Da ciò deriva che la Beata Vergine Maria, avendo ricevuto per singolare privilegio di essere esente dalla disobbedienza di Adamo, ed essendosi come Gesù resa obbediente al progetto di Dio con il suo “sì” alla Maternità del Figlio, non ha sperimentato la morte ed ha ottenuto un’esistenza in anima e corpo in Dio come il suo Figlio, partecipando della sua stessa gloria.

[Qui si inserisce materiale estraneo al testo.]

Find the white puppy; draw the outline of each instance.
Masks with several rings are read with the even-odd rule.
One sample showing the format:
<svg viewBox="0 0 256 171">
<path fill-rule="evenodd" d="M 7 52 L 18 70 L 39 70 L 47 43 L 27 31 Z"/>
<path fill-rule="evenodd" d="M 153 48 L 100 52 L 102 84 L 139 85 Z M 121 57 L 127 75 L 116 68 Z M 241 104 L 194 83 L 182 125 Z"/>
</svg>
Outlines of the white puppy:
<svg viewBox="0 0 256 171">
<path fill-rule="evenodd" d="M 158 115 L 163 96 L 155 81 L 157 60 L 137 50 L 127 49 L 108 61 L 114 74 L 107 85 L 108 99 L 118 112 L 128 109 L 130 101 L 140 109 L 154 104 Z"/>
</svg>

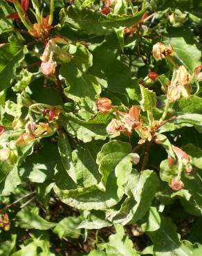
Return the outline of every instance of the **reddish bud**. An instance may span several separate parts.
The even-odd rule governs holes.
[[[51,75],[55,73],[57,63],[49,60],[48,62],[42,62],[41,64],[41,70],[45,75]]]
[[[102,15],[107,15],[110,12],[110,9],[109,7],[104,7],[101,9],[101,12]]]
[[[175,178],[171,181],[170,188],[174,191],[178,191],[182,190],[185,187],[183,181],[178,179]]]
[[[192,174],[194,172],[194,168],[192,165],[188,163],[186,166],[186,173],[187,174]]]
[[[48,109],[46,107],[45,107],[45,109],[44,109],[43,113],[42,113],[42,116],[43,116],[44,118],[46,116],[47,112],[48,112]]]
[[[136,106],[132,106],[129,111],[129,114],[136,122],[138,122],[140,113],[140,109]]]
[[[8,148],[0,149],[0,159],[3,161],[7,161],[10,155],[11,150]]]
[[[105,0],[104,3],[106,7],[110,7],[113,3],[114,0]]]
[[[98,110],[103,113],[111,110],[111,101],[107,98],[100,98],[100,100],[96,101],[95,104]]]
[[[46,18],[42,19],[42,27],[46,31],[49,31],[53,28],[51,24],[49,23],[49,17],[50,15],[48,15]]]
[[[175,163],[175,159],[173,157],[168,156],[167,162],[169,167],[171,168]]]
[[[158,77],[158,75],[156,72],[149,72],[147,76],[152,79],[153,81],[156,81],[156,78]]]
[[[55,109],[53,108],[53,109],[50,109],[49,111],[49,121],[51,121],[55,115]]]
[[[21,0],[21,5],[26,12],[28,10],[29,4],[30,4],[30,0]]]
[[[176,146],[172,146],[173,150],[175,154],[181,159],[185,159],[187,161],[190,161],[190,157],[182,149]]]
[[[5,131],[5,128],[3,127],[3,125],[0,125],[0,135],[3,134],[4,131]]]
[[[122,125],[120,121],[117,120],[116,119],[112,119],[109,124],[107,127],[107,132],[109,135],[114,135],[122,130]]]
[[[37,128],[35,131],[35,135],[40,136],[43,134],[48,134],[53,132],[52,129],[50,128],[48,122],[39,122]]]

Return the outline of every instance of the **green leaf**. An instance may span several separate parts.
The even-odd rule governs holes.
[[[6,179],[7,174],[12,168],[13,166],[9,165],[7,162],[0,161],[0,183]]]
[[[185,66],[192,73],[201,64],[201,51],[195,44],[187,44],[183,37],[171,37],[164,43],[173,46],[177,57],[181,61],[180,64]]]
[[[191,164],[202,170],[202,150],[193,144],[187,144],[183,150],[191,156]]]
[[[17,187],[21,181],[18,174],[18,167],[15,165],[10,170],[3,182],[1,183],[0,191],[1,196],[9,196],[16,191]]]
[[[5,241],[0,245],[0,255],[9,256],[15,247],[17,235],[12,235],[11,241]]]
[[[179,113],[192,113],[202,114],[201,98],[192,95],[190,98],[181,98],[176,101],[173,108]]]
[[[167,154],[175,159],[176,156],[172,147],[172,145],[168,138],[163,134],[158,134],[157,139],[160,142],[160,144],[167,151]]]
[[[199,133],[202,133],[202,115],[187,113],[178,116],[173,121],[167,122],[160,129],[160,132],[172,131],[184,127],[194,126]]]
[[[63,237],[79,238],[81,230],[77,228],[81,222],[80,217],[68,217],[60,221],[54,228],[53,232],[60,239]]]
[[[53,178],[54,169],[59,158],[57,146],[44,140],[42,149],[26,158],[20,168],[20,175],[32,182],[43,183]]]
[[[180,236],[176,232],[176,227],[169,218],[165,217],[157,211],[156,212],[153,211],[153,215],[149,217],[147,226],[155,225],[155,228],[158,226],[158,228],[155,231],[147,232],[154,243],[154,255],[190,256],[201,254],[202,246],[200,244],[194,244],[192,245],[188,241],[181,241],[180,240]],[[155,224],[154,222],[150,224],[151,221],[155,222]]]
[[[82,44],[68,45],[68,53],[73,56],[71,62],[82,72],[86,72],[93,65],[93,55]]]
[[[160,217],[156,207],[150,207],[149,212],[144,218],[145,219],[146,219],[146,221],[143,221],[141,224],[141,228],[143,232],[154,232],[158,230],[159,223],[160,223]]]
[[[21,210],[16,215],[17,225],[21,228],[34,228],[39,230],[46,230],[55,227],[56,223],[47,221],[36,213],[36,210],[38,210],[33,208],[30,210],[28,208]]]
[[[68,24],[72,28],[84,30],[89,35],[108,35],[114,28],[129,27],[138,22],[145,11],[141,10],[134,16],[129,15],[104,15],[100,12],[89,9],[80,10],[71,8],[68,11],[62,10],[60,13],[62,24]]]
[[[101,92],[100,86],[96,78],[89,74],[83,74],[71,62],[64,64],[60,68],[61,75],[65,78],[68,88],[64,89],[67,97],[93,113],[95,96]]]
[[[152,112],[153,109],[156,104],[156,93],[154,91],[149,90],[141,84],[140,84],[140,87],[143,97],[143,99],[140,102],[141,108],[143,111]]]
[[[67,138],[67,136],[64,133],[60,133],[59,134],[58,149],[64,169],[73,181],[76,183],[76,175],[74,172],[74,168],[73,168],[71,166],[72,151]]]
[[[105,152],[110,152],[110,154],[106,155]],[[115,169],[131,150],[131,147],[129,143],[118,140],[111,140],[102,147],[99,156],[98,156],[97,163],[103,176],[102,181],[104,181],[106,184],[104,188],[102,184],[89,183],[90,185],[87,186],[85,181],[83,181],[82,187],[78,186],[77,188],[72,190],[61,190],[55,185],[54,187],[55,193],[64,203],[78,209],[103,210],[117,204],[122,199],[124,190],[120,186],[121,182],[120,187],[118,186],[118,181],[121,179],[122,174],[116,174]],[[87,166],[90,166],[89,164]],[[131,171],[130,168],[131,167],[129,165],[127,172]],[[124,171],[122,170],[122,172]],[[105,175],[107,178],[104,177]],[[86,187],[84,188],[84,185]]]
[[[12,21],[6,17],[13,12],[13,8],[6,1],[1,1],[0,10],[0,35],[9,31],[13,27]]]
[[[89,121],[84,121],[73,113],[62,113],[58,122],[66,131],[84,143],[87,143],[91,141],[93,138],[105,140],[106,127],[110,119],[109,115],[102,114]]]
[[[159,186],[159,179],[154,171],[145,170],[141,174],[136,171],[129,176],[127,185],[134,198],[127,197],[120,209],[109,217],[122,225],[136,223],[144,217]]]
[[[112,223],[105,220],[105,214],[101,211],[84,211],[84,219],[79,224],[77,228],[85,229],[100,229],[112,226]]]
[[[196,12],[202,10],[202,3],[198,0],[172,0],[172,2],[169,0],[152,0],[151,4],[156,10],[165,10],[167,8]]]
[[[101,176],[98,172],[96,156],[102,143],[80,143],[73,152],[68,147],[65,135],[60,137],[59,143],[60,154],[61,151],[63,152],[62,160],[64,167],[73,181],[83,187],[98,184]]]
[[[24,57],[26,48],[15,44],[6,44],[0,47],[0,91],[11,86],[16,68]]]
[[[120,224],[115,226],[116,233],[109,238],[106,244],[107,255],[137,256],[139,254],[134,249],[134,245],[127,236],[125,235],[123,227]]]
[[[93,250],[90,252],[88,256],[107,256],[107,254],[100,250]]]
[[[17,83],[12,87],[14,91],[24,90],[30,83],[33,73],[23,68],[16,77]]]
[[[175,178],[177,176],[177,165],[174,165],[169,167],[167,159],[164,160],[160,163],[160,177],[162,181],[169,182],[172,178]]]
[[[104,145],[97,156],[99,172],[102,175],[100,184],[102,188],[105,189],[109,176],[114,172],[118,188],[123,190],[122,186],[132,170],[131,151],[131,146],[127,143],[111,140]]]

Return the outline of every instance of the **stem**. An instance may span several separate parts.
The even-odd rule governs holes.
[[[24,208],[25,206],[26,206],[28,204],[29,204],[31,201],[33,201],[36,197],[37,197],[37,196],[35,196],[33,198],[31,198],[27,202],[26,202],[25,203],[24,203],[23,205],[21,205],[20,206],[20,208],[21,208],[21,209]]]
[[[150,149],[151,149],[152,142],[152,140],[151,140],[151,141],[147,140],[147,142],[146,150],[145,150],[145,156],[144,156],[144,158],[143,158],[141,172],[144,171],[144,170],[145,170],[145,168],[147,167],[148,161],[149,161],[149,152],[150,152]]]
[[[166,118],[166,116],[167,116],[167,112],[169,111],[169,104],[170,104],[169,100],[168,99],[167,99],[164,111],[163,113],[161,118],[160,119],[160,122],[163,122],[164,120],[164,119]]]
[[[138,151],[140,147],[143,146],[145,143],[143,144],[138,144],[135,147],[132,149],[131,153],[135,153],[136,151]]]
[[[183,172],[183,161],[181,158],[178,158],[178,175],[177,175],[177,179],[181,179],[181,173]]]
[[[154,122],[153,113],[152,113],[152,112],[149,111],[148,110],[147,111],[147,113],[148,120],[149,120],[149,127],[150,127],[150,128],[152,128],[152,126],[153,126],[153,122]]]
[[[172,121],[176,119],[176,116],[172,116],[172,118],[165,120],[165,121],[162,122],[158,127],[156,127],[155,131],[158,130],[159,128],[160,128],[163,125],[166,124],[168,122]]]
[[[128,4],[130,6],[131,8],[131,10],[132,10],[132,14],[134,16],[135,14],[136,14],[136,10],[134,9],[134,6],[133,5],[133,3],[131,2],[131,0],[127,0],[127,2],[128,2]]]
[[[156,15],[156,12],[154,12],[151,15],[147,17],[147,18],[145,18],[143,20],[143,23],[147,22],[149,19],[150,19],[151,18],[152,18],[155,15]]]
[[[54,12],[54,0],[50,0],[50,16],[48,19],[49,25],[51,25],[53,21],[53,12]]]
[[[16,10],[17,11],[17,13],[20,17],[20,19],[21,20],[22,23],[24,24],[24,26],[26,27],[26,28],[28,30],[28,31],[31,30],[33,29],[33,24],[28,24],[24,17],[26,15],[24,10],[23,10],[20,3],[18,1],[15,1],[14,3],[15,7],[16,8]]]

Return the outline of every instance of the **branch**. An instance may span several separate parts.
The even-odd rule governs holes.
[[[141,172],[144,171],[144,170],[145,170],[147,166],[152,142],[152,140],[151,141],[147,140],[147,142],[146,150],[145,152],[145,156],[143,161]]]

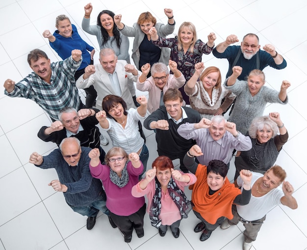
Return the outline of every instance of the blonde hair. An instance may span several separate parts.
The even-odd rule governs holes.
[[[192,43],[190,44],[190,51],[191,51],[191,53],[193,53],[194,51],[194,45],[195,45],[196,40],[197,40],[197,36],[196,34],[196,28],[195,28],[194,24],[189,22],[184,22],[181,23],[181,25],[180,25],[180,27],[179,27],[177,38],[178,40],[178,50],[181,50],[181,48],[182,48],[182,41],[181,40],[180,38],[180,33],[184,28],[189,29],[193,32]]]

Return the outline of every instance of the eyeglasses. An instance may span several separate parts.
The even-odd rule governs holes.
[[[161,81],[164,81],[166,79],[166,76],[162,76],[161,77],[153,77],[154,80],[156,82],[159,81],[159,80],[161,79]]]
[[[245,48],[248,48],[249,47],[251,47],[252,48],[256,48],[258,46],[258,45],[250,45],[249,44],[243,44],[243,47]]]
[[[173,107],[174,108],[176,109],[180,106],[180,104],[173,104],[172,105],[171,105],[171,104],[166,104],[165,106],[165,108],[166,108],[167,109],[170,109],[171,108],[172,108],[172,107]]]
[[[117,160],[118,161],[120,161],[121,160],[123,160],[125,157],[118,157],[117,158],[111,158],[109,159],[109,161],[110,162],[114,162],[115,160]]]
[[[63,157],[64,157],[65,159],[70,159],[71,157],[72,157],[73,158],[77,158],[79,155],[79,154],[80,154],[80,148],[79,148],[79,151],[78,151],[78,153],[77,153],[77,154],[75,154],[74,155],[72,155],[71,156],[64,156],[63,155],[63,153],[62,153],[62,155],[63,156]]]

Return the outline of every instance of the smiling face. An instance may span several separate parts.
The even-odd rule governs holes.
[[[164,72],[155,73],[153,75],[153,78],[154,82],[154,84],[160,90],[162,90],[165,84],[167,83],[168,79],[168,74],[166,74]],[[161,78],[164,78],[162,80]]]
[[[221,139],[226,132],[225,120],[221,121],[219,123],[213,121],[209,127],[209,133],[214,140],[219,140]]]
[[[273,136],[273,130],[271,128],[267,128],[266,126],[263,127],[261,130],[257,130],[256,133],[257,139],[260,143],[267,142]]]
[[[162,170],[160,168],[157,168],[155,174],[159,182],[162,187],[167,187],[172,176],[171,169],[167,168],[164,170]]]
[[[208,185],[213,191],[221,189],[225,182],[225,178],[220,175],[209,172],[207,176],[207,183]]]
[[[149,34],[149,30],[154,27],[154,23],[151,21],[145,21],[140,24],[141,30],[146,35]]]
[[[212,72],[206,75],[203,79],[203,85],[207,92],[212,91],[216,85],[220,74],[218,72]]]
[[[249,60],[260,49],[258,40],[255,36],[247,36],[241,43],[241,50],[246,59]]]
[[[51,63],[50,59],[40,57],[36,62],[31,60],[30,67],[38,76],[47,82],[49,82],[51,78]]]
[[[180,31],[179,35],[183,45],[189,45],[192,43],[194,34],[193,31],[187,27],[184,27]]]
[[[58,24],[56,28],[59,31],[59,35],[64,37],[70,37],[73,34],[73,27],[68,19],[64,19],[58,21]]]
[[[113,18],[106,13],[102,14],[100,16],[100,22],[102,26],[107,31],[113,30],[114,26],[114,21]]]
[[[261,75],[250,75],[247,79],[248,88],[252,96],[256,95],[264,85],[265,81]]]
[[[68,165],[77,165],[81,157],[81,148],[76,141],[68,140],[62,145],[62,155]]]
[[[181,110],[182,102],[180,102],[179,98],[175,101],[166,101],[164,103],[164,105],[167,113],[176,121],[182,116],[182,110]]]
[[[125,167],[127,159],[126,157],[122,155],[116,155],[109,159],[108,164],[111,169],[116,173],[117,175],[121,177],[122,176],[122,171]],[[114,160],[115,160],[113,161]]]
[[[99,61],[106,72],[110,74],[113,73],[115,70],[116,63],[117,63],[117,57],[115,54],[110,53],[104,56],[101,55]]]
[[[77,113],[63,113],[61,119],[65,129],[74,134],[77,134],[80,126],[80,119]]]

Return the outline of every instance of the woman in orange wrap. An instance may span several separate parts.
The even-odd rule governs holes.
[[[225,217],[233,218],[232,204],[243,205],[248,204],[251,199],[252,173],[246,170],[240,172],[244,182],[241,193],[240,189],[228,180],[226,176],[228,167],[224,162],[214,159],[207,166],[194,161],[195,157],[202,155],[201,148],[194,145],[185,155],[183,163],[197,177],[192,187],[192,201],[194,205],[193,212],[202,221],[196,225],[194,232],[202,231],[200,240],[204,241],[209,238]]]

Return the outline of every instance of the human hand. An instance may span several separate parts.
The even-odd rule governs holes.
[[[96,117],[99,122],[104,121],[106,119],[106,113],[104,110],[102,110],[96,113]]]
[[[133,73],[135,70],[135,68],[132,64],[126,64],[125,66],[125,71],[128,73]]]
[[[230,35],[226,38],[226,40],[225,41],[225,42],[228,45],[237,43],[238,42],[239,42],[239,39],[238,39],[238,37],[235,35]]]
[[[93,148],[88,153],[88,157],[91,159],[98,159],[100,156],[100,152],[98,148]]]
[[[92,114],[92,111],[90,109],[82,109],[78,111],[78,116],[80,120],[83,120],[91,114]]]
[[[225,123],[225,129],[233,136],[236,136],[238,134],[235,123],[234,122],[226,122]]]
[[[58,192],[66,192],[67,191],[67,187],[61,184],[58,180],[53,180],[48,183],[49,186],[51,186],[53,189]]]
[[[145,95],[141,95],[136,98],[136,101],[141,106],[147,105],[147,98]]]
[[[289,88],[290,86],[291,86],[291,83],[290,83],[289,82],[288,82],[286,80],[284,80],[283,81],[282,81],[282,82],[281,83],[281,90],[286,91],[288,89],[288,88]]]
[[[140,161],[140,157],[136,153],[130,153],[128,156],[128,159],[130,161],[133,162],[138,162]]]
[[[211,123],[212,122],[209,119],[202,118],[199,122],[194,124],[194,128],[196,129],[207,129],[210,127]]]
[[[146,64],[144,64],[143,66],[141,67],[141,70],[142,70],[142,73],[143,73],[144,75],[146,76],[149,74],[150,71],[150,64],[147,63]]]
[[[82,51],[80,49],[72,50],[72,57],[76,62],[79,62],[81,60]]]
[[[282,182],[282,192],[285,196],[290,196],[294,192],[294,188],[289,182],[284,181]]]
[[[50,127],[53,132],[60,131],[64,129],[64,125],[61,121],[55,121],[51,124]]]
[[[43,36],[45,38],[48,38],[49,39],[51,38],[53,35],[51,34],[51,32],[49,29],[46,29],[45,31],[43,32]]]
[[[166,16],[168,18],[174,17],[173,10],[172,9],[164,9],[164,13],[165,13],[165,15],[166,15]]]
[[[266,44],[264,46],[263,46],[263,49],[272,56],[275,56],[276,54],[275,47],[271,44]]]
[[[194,156],[200,156],[204,155],[202,152],[202,149],[197,144],[193,145],[189,150],[189,154]]]
[[[7,92],[10,93],[15,89],[15,82],[10,79],[6,79],[4,82],[3,87]]]
[[[88,75],[91,75],[96,71],[94,65],[88,65],[84,68],[84,73]]]
[[[115,15],[114,17],[114,23],[118,26],[122,22],[122,14]]]
[[[216,36],[214,32],[210,32],[209,35],[208,35],[208,43],[209,44],[213,44],[214,41],[216,39]]]
[[[240,66],[234,66],[232,68],[232,75],[238,78],[242,73],[242,67]]]
[[[154,167],[152,169],[150,169],[145,173],[145,179],[149,182],[151,182],[155,177],[156,173],[156,169],[155,167]]]
[[[168,130],[169,124],[166,120],[158,120],[156,122],[155,128],[161,130]]]
[[[43,156],[38,153],[33,152],[30,156],[29,162],[39,166],[43,163]]]
[[[242,169],[240,171],[240,177],[246,185],[250,184],[252,182],[252,177],[253,174],[250,170]]]
[[[92,3],[90,2],[84,6],[84,11],[85,12],[84,15],[90,16],[92,10],[93,5],[92,5]]]

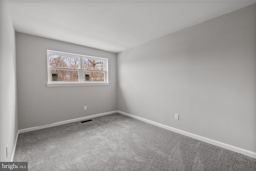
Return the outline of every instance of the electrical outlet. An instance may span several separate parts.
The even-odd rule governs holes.
[[[8,154],[9,153],[9,147],[8,144],[6,145],[6,158],[8,157]]]
[[[174,118],[176,120],[179,120],[179,115],[178,114],[175,114],[175,117]]]

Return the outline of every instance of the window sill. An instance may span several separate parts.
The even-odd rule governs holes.
[[[109,83],[59,83],[46,84],[47,87],[65,87],[73,86],[108,86]]]

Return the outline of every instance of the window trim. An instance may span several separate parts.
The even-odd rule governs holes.
[[[109,85],[108,82],[108,59],[103,58],[96,57],[95,56],[88,56],[87,55],[80,55],[72,54],[70,53],[55,51],[51,50],[47,50],[47,87],[56,86],[107,86]],[[70,57],[78,57],[79,58],[79,66],[78,68],[63,68],[59,67],[53,67],[49,66],[49,55],[54,54],[58,55],[68,56]],[[104,70],[85,70],[83,69],[83,58],[90,59],[95,60],[100,60],[104,61]],[[50,70],[52,69],[61,69],[68,70],[78,71],[78,82],[51,82],[50,77]],[[85,82],[84,80],[84,72],[85,71],[101,72],[104,73],[104,82]]]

Maria, che ha accolto il Figlio di Dio con la fede nel suo cuore, lo ha generato nel suo grembo divenendo l’Arca di Colui che avrebbe instaurato una Nuova ed Eterna Alleanza ed è stata unita a lui in tutta la sua vita terrena, sempre per un “ conveniente dono di grazia” , partecipa pienamente della stessa gloria del Figlio nella Gerusalemme celeste. Anche in cielo Ella è “Arca dell’Alleanza”, come ci dice la Lettura dell’Apocalisse, “donna vestita di sole” che partorisce il bambino “rapito verso Dio e verso il suo trono”, compiendosi così “la salvezza, la forza e il regno del nostro Dio e la potenza del suo Cristo”.
« Colei attraverso la quale Dio ha realizzato sulla terra il suo progetto di salvezza, incarnandosi e portando a compimento la nuova alleanza, gode della piena realizzazione dell’alleanza che si colloca oltre la storia umana, nel regno di Dio, nella risurrezione della carne, nel cielo ». ( Dal Messale delle Domeniche e Feste,2013, Ed Elledici). E’in questa prospettiva di fede che i cristiani celebrano questa Festa solenne della Assunzione al cielo di Maria in anima e corpo.
Le grandi opere compiute in Maria dall’Onnipotente..
Ciò che celebriamo, l’Assunzione al cielo della Beata Vergine Maria, è una delle tante meraviglie che Dio ha operato in lei. Tutto è opera di Dio e che Maria è stata scelta, nonostante la sua umiltà e fragilità, ad essere la Madre del Figlio di Dio, è un dono gratuito di predilezione del Padre. Anche noi siano, dalla creazione fino alla nostra definitiva salvezza operata da Cristo, oggetto dell’amore gratuito di predilezione di Dio Padre che, avendoci incorporati al suo Figlio mediante il battesimo, ce l’ha donata come nostra Madre. Per questo le tributiano la nostra venerazione e la poniamo accanto a Gesù, assunta in cielo, da dove esercita anche verso di noi la sua maternità.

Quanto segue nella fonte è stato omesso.